É uma situação extremamente delicada, pela qual o Brasil não passava desde o fim dos governos militares. Talvez nem mesmo a dúvida que se instalou na madrugada de 15 de março de 1985, quando Tancredo Neves adoeceu e não tomou posse, tenha sido tão inquietante quanto a situação que vivemos hoje. Na ocasião, assumiu o vice, José Sarney, com o apoio das forças políticas, e a vida seguiu.
Hoje, estamos longe desse tipo de consenso. Instalou-se um vazio. Os agentes políticos giram todos em torno das articulações contra e a favor do impeachment e o Brasil parou. Mas tudo sempre pode piorar, e o maior risco é a crise rotineira de cada dia dar lugar a algum abalo inesperado ou evento que exija reações rápidas e decisões fortes. Por exemplo, uma epidemia grave, um acidente natural ou catástrofe, um desentendimento diplomático sério ou qualquer situação emergencial do tipo que demande intervenção imediata do governo. Que governo?
Enquanto durar tal situação, o país continuará a milhares de quilômetros de distância de qualquer medida, proposta, plano ou iniciativa para sair do fundo do poço onde se encontra e tentar recuperar a economia, vinda de Dilma ou de Temer.
O mais grave é que ninguém sabe bem quanto tempo se levará para desatar esse nó. A precariedade institucional pode se estender para além da substituição formal de Dilma por Temer. Afinal, legalidade nem sempre vem acompanhada de legitimidade, e vice-versa.

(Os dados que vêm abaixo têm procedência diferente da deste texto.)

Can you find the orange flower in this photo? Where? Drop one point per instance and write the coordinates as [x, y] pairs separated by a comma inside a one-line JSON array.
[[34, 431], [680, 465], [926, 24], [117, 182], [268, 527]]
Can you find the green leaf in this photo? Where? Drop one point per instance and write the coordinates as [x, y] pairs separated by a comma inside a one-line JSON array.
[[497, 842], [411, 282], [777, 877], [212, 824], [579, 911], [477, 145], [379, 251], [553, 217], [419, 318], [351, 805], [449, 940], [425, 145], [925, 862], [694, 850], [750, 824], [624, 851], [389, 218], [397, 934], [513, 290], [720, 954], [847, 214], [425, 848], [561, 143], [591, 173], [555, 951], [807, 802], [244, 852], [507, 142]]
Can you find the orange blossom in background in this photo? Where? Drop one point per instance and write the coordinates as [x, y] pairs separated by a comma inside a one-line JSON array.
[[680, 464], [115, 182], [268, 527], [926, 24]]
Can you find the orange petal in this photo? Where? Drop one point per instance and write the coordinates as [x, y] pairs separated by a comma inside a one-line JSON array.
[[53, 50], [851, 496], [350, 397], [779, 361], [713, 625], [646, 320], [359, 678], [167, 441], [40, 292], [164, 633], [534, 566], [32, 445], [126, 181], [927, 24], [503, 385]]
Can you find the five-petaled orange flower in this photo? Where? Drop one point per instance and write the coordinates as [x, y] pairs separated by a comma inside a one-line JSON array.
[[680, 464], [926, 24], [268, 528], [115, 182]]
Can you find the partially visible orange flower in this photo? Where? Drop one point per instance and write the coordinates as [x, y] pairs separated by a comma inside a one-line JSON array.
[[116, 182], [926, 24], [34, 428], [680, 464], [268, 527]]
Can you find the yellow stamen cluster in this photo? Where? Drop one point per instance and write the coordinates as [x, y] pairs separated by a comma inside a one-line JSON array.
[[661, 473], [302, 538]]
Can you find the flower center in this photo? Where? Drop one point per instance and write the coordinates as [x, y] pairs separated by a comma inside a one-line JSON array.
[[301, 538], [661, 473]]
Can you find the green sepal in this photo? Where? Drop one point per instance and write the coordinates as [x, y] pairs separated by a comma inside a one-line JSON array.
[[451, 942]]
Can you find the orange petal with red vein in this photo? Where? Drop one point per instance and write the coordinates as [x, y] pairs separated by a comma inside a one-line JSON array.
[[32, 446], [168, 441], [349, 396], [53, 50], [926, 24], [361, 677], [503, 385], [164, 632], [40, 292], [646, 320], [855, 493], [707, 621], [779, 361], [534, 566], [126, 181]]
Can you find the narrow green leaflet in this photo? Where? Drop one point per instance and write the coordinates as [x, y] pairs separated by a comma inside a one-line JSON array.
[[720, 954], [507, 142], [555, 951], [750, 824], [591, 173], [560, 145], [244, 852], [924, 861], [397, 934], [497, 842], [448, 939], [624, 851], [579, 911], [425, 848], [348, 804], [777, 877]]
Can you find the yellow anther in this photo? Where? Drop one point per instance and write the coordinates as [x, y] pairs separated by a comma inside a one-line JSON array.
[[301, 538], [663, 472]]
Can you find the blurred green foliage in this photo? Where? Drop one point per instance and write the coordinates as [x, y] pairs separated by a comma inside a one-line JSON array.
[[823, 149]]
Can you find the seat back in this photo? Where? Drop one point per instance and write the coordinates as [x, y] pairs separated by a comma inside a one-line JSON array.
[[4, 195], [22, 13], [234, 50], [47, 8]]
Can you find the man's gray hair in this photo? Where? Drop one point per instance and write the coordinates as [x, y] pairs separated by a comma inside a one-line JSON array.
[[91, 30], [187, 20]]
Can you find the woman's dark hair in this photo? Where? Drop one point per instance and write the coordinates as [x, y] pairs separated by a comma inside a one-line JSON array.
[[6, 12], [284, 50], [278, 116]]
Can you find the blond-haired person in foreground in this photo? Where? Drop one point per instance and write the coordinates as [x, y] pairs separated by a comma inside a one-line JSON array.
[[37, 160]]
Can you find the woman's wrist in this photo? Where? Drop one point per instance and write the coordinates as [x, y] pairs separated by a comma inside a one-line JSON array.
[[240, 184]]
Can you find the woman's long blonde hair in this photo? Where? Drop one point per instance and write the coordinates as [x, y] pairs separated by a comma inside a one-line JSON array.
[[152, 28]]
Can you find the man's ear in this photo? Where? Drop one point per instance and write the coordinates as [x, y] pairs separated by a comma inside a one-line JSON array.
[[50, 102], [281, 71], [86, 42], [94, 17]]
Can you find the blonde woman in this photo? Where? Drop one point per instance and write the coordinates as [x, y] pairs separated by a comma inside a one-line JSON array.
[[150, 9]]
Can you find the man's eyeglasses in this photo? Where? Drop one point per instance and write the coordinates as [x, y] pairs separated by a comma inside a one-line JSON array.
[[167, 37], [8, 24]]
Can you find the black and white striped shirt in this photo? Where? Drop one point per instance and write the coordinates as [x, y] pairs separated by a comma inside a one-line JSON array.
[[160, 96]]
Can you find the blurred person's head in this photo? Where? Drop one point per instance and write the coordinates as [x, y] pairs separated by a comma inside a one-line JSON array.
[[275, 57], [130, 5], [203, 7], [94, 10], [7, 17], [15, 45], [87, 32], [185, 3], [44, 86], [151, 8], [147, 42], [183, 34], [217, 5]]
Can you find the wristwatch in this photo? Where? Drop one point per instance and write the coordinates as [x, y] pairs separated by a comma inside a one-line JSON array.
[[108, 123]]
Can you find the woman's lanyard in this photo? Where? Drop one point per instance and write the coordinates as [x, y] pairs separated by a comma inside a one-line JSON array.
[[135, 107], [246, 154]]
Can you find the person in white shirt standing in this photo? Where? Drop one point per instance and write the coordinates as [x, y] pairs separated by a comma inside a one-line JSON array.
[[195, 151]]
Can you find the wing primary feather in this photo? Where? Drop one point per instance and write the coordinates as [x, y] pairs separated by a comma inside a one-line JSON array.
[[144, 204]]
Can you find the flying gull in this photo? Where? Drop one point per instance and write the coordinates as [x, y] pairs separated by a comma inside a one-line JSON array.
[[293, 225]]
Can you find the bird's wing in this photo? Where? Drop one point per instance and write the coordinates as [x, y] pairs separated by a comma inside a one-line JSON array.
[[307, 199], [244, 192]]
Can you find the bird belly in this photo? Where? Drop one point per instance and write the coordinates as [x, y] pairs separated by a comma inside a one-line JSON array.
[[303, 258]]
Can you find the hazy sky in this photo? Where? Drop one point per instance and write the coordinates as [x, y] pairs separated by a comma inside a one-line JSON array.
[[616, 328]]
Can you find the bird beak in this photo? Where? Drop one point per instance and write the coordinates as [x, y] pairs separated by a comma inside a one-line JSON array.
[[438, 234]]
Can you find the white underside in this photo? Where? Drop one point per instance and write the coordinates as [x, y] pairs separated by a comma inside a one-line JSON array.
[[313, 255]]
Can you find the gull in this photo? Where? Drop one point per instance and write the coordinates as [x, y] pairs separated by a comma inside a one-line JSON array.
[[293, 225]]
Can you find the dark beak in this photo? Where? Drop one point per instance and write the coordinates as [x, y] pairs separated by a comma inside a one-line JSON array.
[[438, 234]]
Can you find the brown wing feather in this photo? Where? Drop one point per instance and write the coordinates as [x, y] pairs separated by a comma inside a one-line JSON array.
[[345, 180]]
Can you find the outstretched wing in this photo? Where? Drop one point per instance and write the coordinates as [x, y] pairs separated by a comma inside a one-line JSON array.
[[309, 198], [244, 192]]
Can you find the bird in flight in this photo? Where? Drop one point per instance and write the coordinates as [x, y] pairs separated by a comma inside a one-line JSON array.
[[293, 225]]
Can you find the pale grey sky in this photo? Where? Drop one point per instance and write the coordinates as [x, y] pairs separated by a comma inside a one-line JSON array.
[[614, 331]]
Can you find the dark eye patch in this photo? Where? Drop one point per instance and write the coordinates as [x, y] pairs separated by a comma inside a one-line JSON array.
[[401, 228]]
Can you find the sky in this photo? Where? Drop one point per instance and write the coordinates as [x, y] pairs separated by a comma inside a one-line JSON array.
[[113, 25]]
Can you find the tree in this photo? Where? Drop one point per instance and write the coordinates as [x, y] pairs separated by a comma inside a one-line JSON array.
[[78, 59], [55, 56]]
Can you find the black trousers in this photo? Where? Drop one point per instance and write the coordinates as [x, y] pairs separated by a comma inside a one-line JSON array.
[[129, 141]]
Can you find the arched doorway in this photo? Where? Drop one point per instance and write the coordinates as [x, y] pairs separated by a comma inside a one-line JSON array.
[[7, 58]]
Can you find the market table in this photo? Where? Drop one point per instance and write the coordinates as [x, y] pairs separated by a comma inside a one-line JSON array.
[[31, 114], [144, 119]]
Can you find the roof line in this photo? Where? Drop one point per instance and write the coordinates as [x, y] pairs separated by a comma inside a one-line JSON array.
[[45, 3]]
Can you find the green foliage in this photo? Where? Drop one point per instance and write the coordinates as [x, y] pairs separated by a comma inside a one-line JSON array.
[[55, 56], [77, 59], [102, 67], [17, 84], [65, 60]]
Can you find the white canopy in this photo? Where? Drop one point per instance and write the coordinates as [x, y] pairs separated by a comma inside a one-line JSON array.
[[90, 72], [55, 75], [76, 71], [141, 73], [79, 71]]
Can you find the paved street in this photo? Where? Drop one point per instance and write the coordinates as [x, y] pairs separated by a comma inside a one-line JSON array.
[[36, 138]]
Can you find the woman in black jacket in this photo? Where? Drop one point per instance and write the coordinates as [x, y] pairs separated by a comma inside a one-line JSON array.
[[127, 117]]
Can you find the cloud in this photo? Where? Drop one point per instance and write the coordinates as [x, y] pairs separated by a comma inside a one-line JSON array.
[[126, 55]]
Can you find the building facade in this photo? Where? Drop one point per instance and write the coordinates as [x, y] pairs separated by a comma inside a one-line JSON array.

Foi constitucional e legal, por exemplo, a decisão da Câmara de aprovar o impeachment da presidente da República. Assim como também é legal que ela, ainda no exercício do cargo para o qual foi eleita, dê declarações condenando os que a condenaram. Dilma não pode tomar decisões ilegais ou inconstitucionais que excedam o mandato legal que recebeu da Constituição, mas pode espernear. Como presidente, ela resolveu espernear em Nova York, na ONU. Não deixa de ser um direito seu. Enquanto não for apeada do cargo de presidente, fala pelo Brasil nos foros internacionais.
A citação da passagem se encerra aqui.